At high doses, ketamine can produce what recreational users call a “k-hole,” a state where mental activity becomes completely disconnected from external stimuli. This can progress into out-of-body experiences, seeing a bright light, altered sense of time, feelings of peacefulness, and the sensation of entering an unearthly environment. A study using natural language processing to compare written accounts of 165 different substances with narratives of near-death experiences found that ketamine reports had the highest similarity to near-death experience descriptions of any substance tested.
How Ketamine Compares to Other Anesthetics
In operating rooms and emergency departments, ketamine fills a distinct niche among anesthetics. The two most common alternatives for putting patients under are propofol and etomidate, and each has a different risk profile. Propofol tends to lower blood pressure, especially in patients who are already unstable.
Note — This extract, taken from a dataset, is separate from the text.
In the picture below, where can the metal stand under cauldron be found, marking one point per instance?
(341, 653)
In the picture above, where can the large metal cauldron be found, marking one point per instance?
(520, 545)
Etomidate is gentler on blood pressure but can trigger temporary adrenal insufficiency, which is particularly dangerous in patients with sepsis.
Ketamine typically causes a transient increase in blood pressure and heart rate, which historically made it the go-to choice for patients in shock or with unstable blood pressure. However, this reputation is somewhat misleading. In patients who are severely ill, ketamine can paradoxically cause sustained low blood pressure. One study found that up to 24% of high-risk patients experienced hypotension after ketamine. Unlike propofol and etomidate, which are purely sedatives, ketamine also provides significant pain relief, making it useful when both sedation and analgesia are needed simultaneously.
Esketamine: Ketamine’s Mirror Image
Esketamine is not a different drug from ketamine so much as a refined version of it. Regular ketamine is a 50/50 mix of two mirror-image molecules (called enantiomers). Esketamine is just the S-enantiomer, isolated on its own. It is roughly twice as potent as the racemic mixture. In clinical trials, 0.25 mg/kg of esketamine produced comparable effects to 0.5 mg/kg of standard ketamine. Patients receiving esketamine also showed lower impairment in concentration and memory compared to the full mixture.
Marketed as Spravato, esketamine is an FDA-approved nasal spray classified as a Schedule III controlled substance. It is approved for two specific uses: treatment-resistant depression in adults (with or without an oral antidepressant) and depressive symptoms in adults with major depressive disorder who have acute suicidal ideation or behavior (in combination with an oral antidepressant). It is not approved as an anesthetic. An observational study comparing intravenous racemic ketamine to intranasal esketamine found no clear difference in antidepressant effectiveness, though racemic ketamine appeared to act slightly faster.
Why the Antidepressant Mechanism Matters
Every major antidepressant from the late 1950s onward worked by increasing levels of serotonin, norepinephrine, or dopamine in the brain. These drugs typically take four to six weeks to produce noticeable improvement. Ketamine broke that pattern entirely. By blocking NMDA receptors, ketamine triggers a cascade that ultimately increases production of a growth factor called BDNF, which promotes new connections between neurons. This mechanism can produce measurable antidepressant effects within hours rather than weeks.
This makes ketamine most meaningfully similar to a small but growing group of drugs that target glutamate signaling rather than the traditional serotonin-norepinephrine-dopamine system. DXM-based antidepressants and nitrous oxide both fall into this category. After nearly seven decades of antidepressants that all worked through essentially the same mechanism, this glutamate-based approach represents the first genuinely new pathway for treating depression.